Developing reading skills is key to children’s success throughout school. If they can read well and comprehend what they are reading, they’ll do better in all subjects.
Begin reading to your children early as even babies can listen to your voice and become accustomed to the sounds of letters, what direction to read in, and the sequence of stories. Young children may only listen to a few pages before they move on to another activity but that’s to be expected and is completely normal for their stage of development. Some children prefer to listen to a story while they play with other toys.

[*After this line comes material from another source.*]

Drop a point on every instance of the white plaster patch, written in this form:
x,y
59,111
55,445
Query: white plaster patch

Keep a lot of reading materials around such as books, magazines, and newspapers. Let your children see you reading to learn that it is important, even for adults. If your child has trouble reading, look into resources at your local school or library that may be able to help. Some children develop reading skills later than others but if they’ve felt like a failure early on they are less likely to feel confident in their reading as they get older.
Studies have shown that parents that play with and encourage their children to develop learning skills are more successful. The kind of involvement that makes a difference isn’t about being involved with activities like PTA.
Take the time to talk with your children and listen to what they have to say. Have them help you with chores around the house. Explain to them how to do them and then have your child repeat the instructions. When you ask your child a question, look them in the eye when they answer so that they know you are listening.
While watching TV together, ask your child questions about the program you are watching. When reading books, periodically stop and ask what your child thinks will happen next. By talking and asking questions, you can help your child develop reasoning skills.
Monitor Homework, TV Time, and Video Games
Set aside time for homework and make sure that it’s getting done. Your children will learn that completing it is important. Offer help if it is needed, but be sure your child is doing the work themselves. They won’t learn if someone else does it for them.
Monitor how much time is spent watching TV and playing video games. Know what they are watching and how long they are watching it. Model good TV habits for them by limiting your own time. If your child is particularly interested in a topic on TV, go to the library and find books together that explore the topic in more detail.
Academic success begins in the home. As you create an environment that encourages reading and learning you’ll set your child up for further success.